US dollars fuel Panama economy despite sanctions. A deal forcing Noriega from power is imminent, US officials said as this went to press. But Panamanian sources denied an agreement had been reached (Page 2). Whether or not the general goes, a close look at the economy shows US sanctions have not worked.
Panama City
Panama has beaten the odds. For the past three months, this tropical isthmus has been sinking into an economic quagmire. The government has gone broke, the banking system has clogged, investment has stopped, and confidence in the economy has perhaps been lost forever.
But because of a remarkable confluence of factors, the country and its military ruler, Gen. Manuel Antonio Noriega, have hung on tenaciously.
Ironically, both the economy and the Noriega regime have been buoyed by the injection of cash from an unlikely source: the United States Treasury. The cash crisis has also been alleviated by the fact that unredeemable Panamanian government checks have come to be widely accepted as a kind of currency in lieu of cash.
Ever since US sanctions forced banks to close, the US has flown in some $40 million in cash a month to pay its military personnel and Panama Canal employees. So, even as the US hoped a cash-starved population would revolt against Noriega, these fresh bills were filtering into the economy. Analysts say the money helped quell protests that might have hastened Noriega's fall.
The US hasn't been the only conduit of cash. Wealthy businessmen say they have been shipping in suitcases full of money from their Miami bank accounts to help sustain their companies and families. Earlier this month, several foreign banks flew in millions of dollars to prepare for the partial reopening of the banking system on May 9, bankers here say.
``There is more cash floating around this place than ever,'' says Juan Luis Moreno, a US-educated economist who serves as an adviser to the government. The money is neither well distributed nor a viable base for economic development, he says, ``but it's there.''
For Noriega's survival, the key factor has not been cash, but the remarkable transformation of government payroll checks into a new form of currency.
With on-hand cash reserves wavering between $750,000 and $3 million, the Panamanian government couldn't possibly cover the estimated $80 million to $100 million on outstanding checks it has passed out to meet the massive public payroll. But the checks still keep their value because they can can be used to pay taxes and utility bills.
The government now pays each member of its bloated 130,000 work force with several small checks to be used like traveller's checks: Customers can, for example, use three-quarters of a government check to buy groceries and then get change in cash.

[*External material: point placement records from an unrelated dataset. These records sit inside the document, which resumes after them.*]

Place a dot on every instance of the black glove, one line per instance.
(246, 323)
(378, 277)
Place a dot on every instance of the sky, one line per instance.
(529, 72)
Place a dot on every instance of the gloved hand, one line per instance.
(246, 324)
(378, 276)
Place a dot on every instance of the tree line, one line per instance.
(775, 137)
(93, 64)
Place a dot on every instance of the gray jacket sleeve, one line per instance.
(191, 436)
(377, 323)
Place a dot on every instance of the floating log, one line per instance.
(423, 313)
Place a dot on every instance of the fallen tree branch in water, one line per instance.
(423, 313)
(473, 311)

``Without a fully operating banking system, the economy cannot function,'' says Richard Wainio, chief economic analyst for the Panama Canal Commission. ``But individuals can still find small amounts of cash.''
Besides these impromptu sources of money, there have been other economic escape valves. Instead of protesting, tens of thousands of laid-off workers have returned to the countryside, where they can live off the land. The government, meanwhile, has received a few million dollars each month in taxes, utility bills, and - most recently - checks stuck in the banking system. And since banks opened for limited withdrawals on May 9, the gradual acceptance of private checks has helped recuperate commerce.

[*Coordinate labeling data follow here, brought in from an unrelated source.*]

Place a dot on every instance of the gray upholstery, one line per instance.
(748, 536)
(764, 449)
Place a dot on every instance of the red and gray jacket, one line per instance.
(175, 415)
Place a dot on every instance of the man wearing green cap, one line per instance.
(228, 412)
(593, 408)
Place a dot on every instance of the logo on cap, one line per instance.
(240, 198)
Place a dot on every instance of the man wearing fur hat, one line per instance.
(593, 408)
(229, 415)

With the wisdom of hindsight, some economic analysts now wonder how the US ever believed economic sanctions alone could force the Noriega regime to fall.
``I'm surprised the US government thought limited economic restrictions would create such a severe economic punch to bring this man down,'' one economist says. ``They clearly overestimated the effects.''
US officials, in turn, caution against overestimating the effects of these temporary injections of cash and currency. They argue that the economic noose continues to tighten even.
Indeed, there are signs that the flood of currency is only transitory. Behind the sheen of renewed consumerism lies the fact that some businesses are merely selling off their inventories. Rather than going toward new investment, the cash they earn returns to bank accounts abroad.
Furthermore, the ``devaluation'' of government checks has already hit 20 percent on the emerging black market. A few banks no longer accept government checks while others charge a 3 percent ``commission,'' a banker says. The future of this parallel currency is not clear.
But economists say the checks will come back to haunt the government if the banks ever fully reopen. People would likely rush to cash their government checks - but there would be no money. Check-holders would feel somewhat like the young Colombian hijacker who landed a plane in Panama Monday and demanded $1 million in cash from the government. He quickly realized he had come to the wrong country.
Even before the political crisis flared up last June, Panama's economy had deep structural problems, reflected in the highest per capita debt in Latin America, a nearly 10 percent unemployment rate, and a massive budget deficit.
``Even if you started pre-June and tried to turn the economy around, it would've been difficult,'' according to one economist. ``But now it is virtually impossible.''
In the past three months, private-sector income has plunged an estimated 40 percent. Unemployment has rocketed to more than 20 percent. Debt payments have been suspended. And nobody dares to invest in the future.
Economic analysts agree that faith, which is so crucial to Panama's service-oriented economy, won't return until an elusive political solution can be reached and stability restored.